In this film, he can sense the impending “deification” of Garcia, which, he fears, will be “extremely painful to watch and will not damage the memory of this man.”
With all due respect to him, from my point of view, a quality film that honors Garcia’s talent and honors the Grateful Dead’s legacy as a musical and cultural phenomenon can only be good. Since the Dead have been based in Marina since the late 60s, they also educate an international audience about a fascinating chapter in our vast rock heritage that deserves recognition and praise.
Giving up fame
The Grateful Dead film opportunity inspired me to recall a couple of interviews I had with Garcia and the band over the decades, starting with the first one at their San Rafael office in 1973. They just got back from their game with Allman. A group of brothers in front of 600,000 fans at the Watkins Glen Racetrack in New York City. One thing is clear: Garcia, then 31, wanted nothing to do with the growing demand for celebrities.

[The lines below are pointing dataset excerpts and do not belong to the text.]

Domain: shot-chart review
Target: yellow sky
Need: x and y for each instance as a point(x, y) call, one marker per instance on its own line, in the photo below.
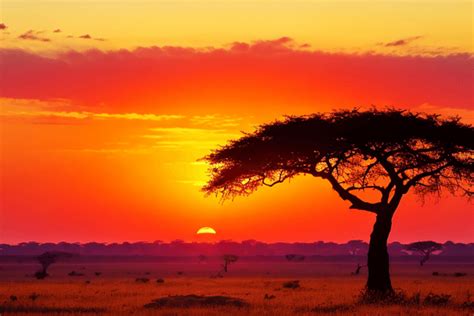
point(328, 25)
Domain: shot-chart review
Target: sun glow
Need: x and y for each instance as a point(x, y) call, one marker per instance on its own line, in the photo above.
point(206, 230)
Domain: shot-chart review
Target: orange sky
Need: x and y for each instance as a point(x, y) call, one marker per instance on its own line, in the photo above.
point(102, 121)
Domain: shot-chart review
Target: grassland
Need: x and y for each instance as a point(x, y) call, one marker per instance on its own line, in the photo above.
point(325, 289)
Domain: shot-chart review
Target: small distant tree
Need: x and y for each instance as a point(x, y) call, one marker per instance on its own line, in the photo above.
point(46, 260)
point(425, 248)
point(295, 258)
point(356, 246)
point(228, 259)
point(371, 159)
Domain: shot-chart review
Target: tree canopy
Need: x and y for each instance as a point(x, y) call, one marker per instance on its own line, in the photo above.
point(386, 151)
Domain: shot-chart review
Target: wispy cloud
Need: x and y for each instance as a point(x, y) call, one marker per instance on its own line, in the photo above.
point(274, 74)
point(34, 36)
point(92, 115)
point(403, 41)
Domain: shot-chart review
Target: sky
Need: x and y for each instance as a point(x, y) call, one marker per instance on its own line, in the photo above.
point(107, 106)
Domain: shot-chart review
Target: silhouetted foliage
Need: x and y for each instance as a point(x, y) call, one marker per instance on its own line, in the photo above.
point(295, 258)
point(426, 248)
point(46, 260)
point(386, 152)
point(356, 246)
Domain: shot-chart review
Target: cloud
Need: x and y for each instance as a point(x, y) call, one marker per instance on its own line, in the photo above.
point(34, 36)
point(183, 138)
point(264, 77)
point(89, 37)
point(402, 42)
point(91, 115)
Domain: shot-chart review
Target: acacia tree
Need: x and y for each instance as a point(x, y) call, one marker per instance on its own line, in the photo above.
point(426, 248)
point(370, 158)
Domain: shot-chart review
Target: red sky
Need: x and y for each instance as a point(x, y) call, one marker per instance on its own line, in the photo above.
point(101, 142)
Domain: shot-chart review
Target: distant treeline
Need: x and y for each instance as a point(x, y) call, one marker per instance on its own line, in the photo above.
point(248, 248)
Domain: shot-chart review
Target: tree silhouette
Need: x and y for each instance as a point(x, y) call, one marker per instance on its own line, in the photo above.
point(370, 158)
point(295, 258)
point(426, 248)
point(46, 259)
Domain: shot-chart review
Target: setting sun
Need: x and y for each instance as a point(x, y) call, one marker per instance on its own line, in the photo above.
point(206, 230)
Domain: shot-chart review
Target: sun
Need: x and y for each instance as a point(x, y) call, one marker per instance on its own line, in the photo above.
point(206, 230)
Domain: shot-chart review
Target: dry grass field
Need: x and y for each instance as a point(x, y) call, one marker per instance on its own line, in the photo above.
point(324, 289)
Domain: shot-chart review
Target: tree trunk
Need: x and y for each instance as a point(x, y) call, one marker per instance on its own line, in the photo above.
point(378, 261)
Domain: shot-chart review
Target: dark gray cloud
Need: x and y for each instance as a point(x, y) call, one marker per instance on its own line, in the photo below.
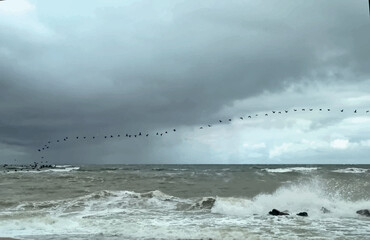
point(133, 66)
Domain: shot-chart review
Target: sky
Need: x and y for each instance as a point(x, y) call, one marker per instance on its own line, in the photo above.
point(113, 67)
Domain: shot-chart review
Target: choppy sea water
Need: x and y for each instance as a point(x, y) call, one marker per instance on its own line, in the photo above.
point(185, 202)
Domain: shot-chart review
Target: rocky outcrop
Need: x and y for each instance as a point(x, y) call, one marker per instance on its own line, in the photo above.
point(303, 214)
point(325, 210)
point(364, 212)
point(276, 212)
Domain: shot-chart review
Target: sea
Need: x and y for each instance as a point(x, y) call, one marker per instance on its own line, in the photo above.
point(114, 202)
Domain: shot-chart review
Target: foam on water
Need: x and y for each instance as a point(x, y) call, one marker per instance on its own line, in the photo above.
point(310, 196)
point(351, 170)
point(290, 169)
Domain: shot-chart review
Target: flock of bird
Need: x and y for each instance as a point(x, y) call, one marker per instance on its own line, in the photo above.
point(47, 145)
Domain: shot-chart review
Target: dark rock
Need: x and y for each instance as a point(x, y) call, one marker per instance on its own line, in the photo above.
point(325, 210)
point(303, 214)
point(364, 212)
point(276, 212)
point(205, 203)
point(208, 202)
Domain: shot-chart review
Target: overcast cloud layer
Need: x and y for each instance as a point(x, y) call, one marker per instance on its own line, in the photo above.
point(116, 67)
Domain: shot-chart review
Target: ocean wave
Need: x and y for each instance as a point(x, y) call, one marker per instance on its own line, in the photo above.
point(290, 169)
point(351, 170)
point(311, 197)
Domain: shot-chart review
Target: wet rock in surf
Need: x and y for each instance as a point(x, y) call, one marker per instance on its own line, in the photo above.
point(205, 203)
point(364, 212)
point(303, 214)
point(276, 212)
point(325, 210)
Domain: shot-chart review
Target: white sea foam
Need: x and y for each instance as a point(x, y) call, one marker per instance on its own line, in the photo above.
point(290, 169)
point(309, 197)
point(351, 170)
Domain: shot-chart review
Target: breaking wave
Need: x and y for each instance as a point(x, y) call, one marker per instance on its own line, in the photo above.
point(351, 170)
point(290, 169)
point(315, 197)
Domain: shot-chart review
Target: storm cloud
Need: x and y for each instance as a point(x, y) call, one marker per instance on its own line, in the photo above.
point(71, 69)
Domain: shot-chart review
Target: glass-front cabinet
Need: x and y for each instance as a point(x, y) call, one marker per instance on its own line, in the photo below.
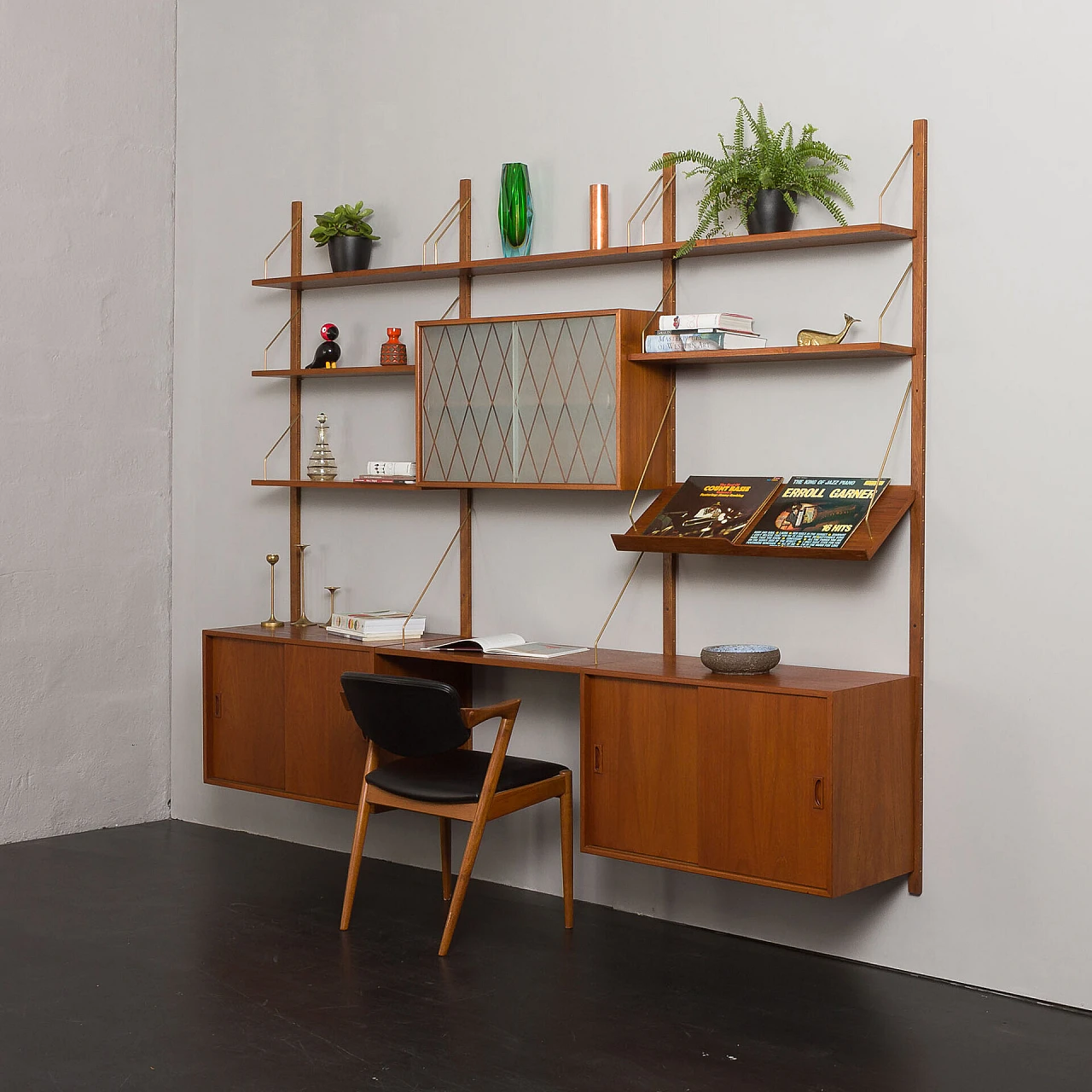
point(542, 401)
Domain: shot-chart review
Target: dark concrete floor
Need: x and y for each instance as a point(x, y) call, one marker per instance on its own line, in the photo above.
point(174, 956)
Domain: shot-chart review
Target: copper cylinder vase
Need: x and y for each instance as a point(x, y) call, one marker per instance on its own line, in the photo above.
point(599, 217)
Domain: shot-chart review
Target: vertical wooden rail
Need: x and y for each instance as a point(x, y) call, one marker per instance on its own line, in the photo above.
point(671, 561)
point(465, 496)
point(917, 480)
point(295, 397)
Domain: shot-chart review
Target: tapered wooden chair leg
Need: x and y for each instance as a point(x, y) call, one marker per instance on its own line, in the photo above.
point(473, 842)
point(363, 810)
point(445, 857)
point(566, 849)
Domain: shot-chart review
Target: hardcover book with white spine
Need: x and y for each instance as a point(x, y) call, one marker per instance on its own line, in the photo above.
point(721, 320)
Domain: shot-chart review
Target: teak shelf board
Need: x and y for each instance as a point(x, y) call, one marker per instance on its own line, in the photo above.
point(857, 351)
point(611, 256)
point(308, 484)
point(893, 503)
point(394, 369)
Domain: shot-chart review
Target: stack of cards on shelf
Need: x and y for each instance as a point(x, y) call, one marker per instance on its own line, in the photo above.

“We don’t want to be famous,” he told me, adding his own special kind of ironic humor, “My face has become a household name.”
Fast forward to October 1989, right after the release of the band’s 13th album, Built to Last. This interview with Garcia took place at the band’s studio and club on Front Street in San Rafael. At 47, his long hair and beard had already turned gray, three years later he was at his peak of health – weakened by his addiction to drugs – he fell into a diabetic coma and almost died.
He and the band reached the pinnacle of their careers with the release of their previous album, In the Dark, recorded at the Marin Veterans’ Memorial Auditorium. It includes “Touch of Gray”, their first Top 10 single. By then, Garcia’s rock stardom was inevitable. I asked him what it was like to be Jerry Garcia, a rock icon.
“It sucks,” he said without hesitation, adding, “It’s bad enough to live with yourself without having to constantly remind you of it.”
He went on to discuss the incredible popularity of the Dead, an unparalleled rock odyssey.
“Our success story is so strange,” he said. “This is called a fall uphill. It’s like the old adage, “Persistence helps.” It was the slowest and most stable rise in rock and roll history. “
And now that we are working on a major film, it’s not over yet.